Longest Common Subsequence

Longest Common Subsequence

The Longest Common Subsequence (LCS) problem: given two strings, find the length of the longest subsequence that appears in both.

A subsequence is a sequence derived by deleting some (or no) characters without changing the order. "ACE" is a subsequence of "ABCDE".

Example

a = "ABCBDAB"
b = "BDCABA"
LCS = "BCAB" or "BDAB" → length 4

The Recurrence

Let dp[i][j] = length of LCS of a[0..i-1] and b[0..j-1].

• If a[i-1] === b[j-1]: dp[i][j] = dp[i-1][j-1] + 1
• Otherwise: dp[i][j] = Math.max(dp[i-1][j], dp[i][j-1])

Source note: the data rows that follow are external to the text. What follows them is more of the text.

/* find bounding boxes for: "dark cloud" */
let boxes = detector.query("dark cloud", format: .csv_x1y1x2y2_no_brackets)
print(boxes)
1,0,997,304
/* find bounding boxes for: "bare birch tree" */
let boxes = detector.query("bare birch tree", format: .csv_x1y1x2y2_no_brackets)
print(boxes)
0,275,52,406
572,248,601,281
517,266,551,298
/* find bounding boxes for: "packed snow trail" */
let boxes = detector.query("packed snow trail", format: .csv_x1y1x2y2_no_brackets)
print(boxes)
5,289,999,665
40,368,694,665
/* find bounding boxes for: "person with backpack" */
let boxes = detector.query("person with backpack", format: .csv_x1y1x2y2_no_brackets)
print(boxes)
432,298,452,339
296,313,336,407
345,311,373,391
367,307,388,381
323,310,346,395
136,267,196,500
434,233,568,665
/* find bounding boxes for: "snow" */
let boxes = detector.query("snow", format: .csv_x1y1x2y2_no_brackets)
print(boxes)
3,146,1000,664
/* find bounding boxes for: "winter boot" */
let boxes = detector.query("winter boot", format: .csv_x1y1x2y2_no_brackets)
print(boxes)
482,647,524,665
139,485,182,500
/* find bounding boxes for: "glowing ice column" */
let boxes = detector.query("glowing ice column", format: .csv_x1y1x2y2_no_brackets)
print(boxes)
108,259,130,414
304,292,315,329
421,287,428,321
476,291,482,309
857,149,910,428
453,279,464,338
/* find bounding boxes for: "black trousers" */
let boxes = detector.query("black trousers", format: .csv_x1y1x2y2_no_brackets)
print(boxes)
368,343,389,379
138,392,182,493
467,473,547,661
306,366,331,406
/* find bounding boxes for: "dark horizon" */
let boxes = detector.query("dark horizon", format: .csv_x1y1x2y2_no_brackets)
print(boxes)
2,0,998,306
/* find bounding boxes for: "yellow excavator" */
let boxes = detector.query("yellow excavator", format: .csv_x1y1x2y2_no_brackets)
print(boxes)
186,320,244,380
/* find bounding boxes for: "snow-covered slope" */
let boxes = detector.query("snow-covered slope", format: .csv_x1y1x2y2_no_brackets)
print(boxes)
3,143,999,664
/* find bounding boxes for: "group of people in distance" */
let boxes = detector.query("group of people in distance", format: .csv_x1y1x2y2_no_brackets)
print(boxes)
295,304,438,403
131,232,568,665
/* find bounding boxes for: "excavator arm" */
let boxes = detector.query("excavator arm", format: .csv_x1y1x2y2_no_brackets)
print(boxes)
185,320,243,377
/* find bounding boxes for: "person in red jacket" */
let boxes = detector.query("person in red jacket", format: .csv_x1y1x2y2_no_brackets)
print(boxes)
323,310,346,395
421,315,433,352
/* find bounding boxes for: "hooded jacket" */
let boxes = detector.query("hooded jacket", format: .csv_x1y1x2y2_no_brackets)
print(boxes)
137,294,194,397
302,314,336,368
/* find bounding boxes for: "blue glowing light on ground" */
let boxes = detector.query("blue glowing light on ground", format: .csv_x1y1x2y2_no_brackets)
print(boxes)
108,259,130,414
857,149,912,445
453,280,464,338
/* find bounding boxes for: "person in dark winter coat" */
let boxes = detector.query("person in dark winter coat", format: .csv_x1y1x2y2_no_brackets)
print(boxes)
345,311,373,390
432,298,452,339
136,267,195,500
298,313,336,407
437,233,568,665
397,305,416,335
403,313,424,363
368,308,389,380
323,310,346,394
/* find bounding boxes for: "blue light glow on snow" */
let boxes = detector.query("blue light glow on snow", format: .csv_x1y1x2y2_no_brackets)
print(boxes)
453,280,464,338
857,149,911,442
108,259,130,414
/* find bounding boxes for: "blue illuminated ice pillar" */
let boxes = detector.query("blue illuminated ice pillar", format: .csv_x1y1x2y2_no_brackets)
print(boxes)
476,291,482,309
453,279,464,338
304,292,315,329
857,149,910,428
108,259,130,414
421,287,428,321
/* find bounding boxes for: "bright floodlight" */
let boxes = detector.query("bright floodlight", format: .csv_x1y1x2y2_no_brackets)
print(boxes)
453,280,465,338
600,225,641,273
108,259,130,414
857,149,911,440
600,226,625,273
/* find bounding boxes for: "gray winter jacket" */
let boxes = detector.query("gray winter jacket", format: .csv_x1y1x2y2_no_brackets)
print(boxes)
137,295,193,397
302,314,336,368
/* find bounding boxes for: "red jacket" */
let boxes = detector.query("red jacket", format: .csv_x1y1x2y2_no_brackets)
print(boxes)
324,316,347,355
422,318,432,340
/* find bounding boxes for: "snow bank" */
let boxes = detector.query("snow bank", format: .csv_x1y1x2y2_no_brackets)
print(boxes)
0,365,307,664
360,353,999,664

Base case: dp[i][0] = dp[0][j] = 0

function lcs(a, b) {
  const m = a.length, n = b.length;
  const dp = Array.from({ length: m + 1 }, () => new Array(n + 1).fill(0));
  for (let i = 1; i <= m; i++) {
    for (let j = 1; j <= n; j++) {
      if (a[i - 1] === b[j - 1]) dp[i][j] = dp[i - 1][j - 1] + 1;
      else dp[i][j] = Math.max(dp[i - 1][j], dp[i][j - 1]);
    }
  }
  return dp[m][n];
}

Complexity

• Time: O(m × n) — fill every cell of the DP table once.
• Space: O(m × n) — can be optimized to O(n) using two rows.

Real-World Uses

• diff tools (git diff, diff) find the LCS to determine minimal changes between files.
• Bioinformatics — comparing DNA sequences.
• Spell checkers — edit distance (similar algorithm).

Your Task

Implement lcs(a, b) that returns the length of the longest common subsequence of strings a and b.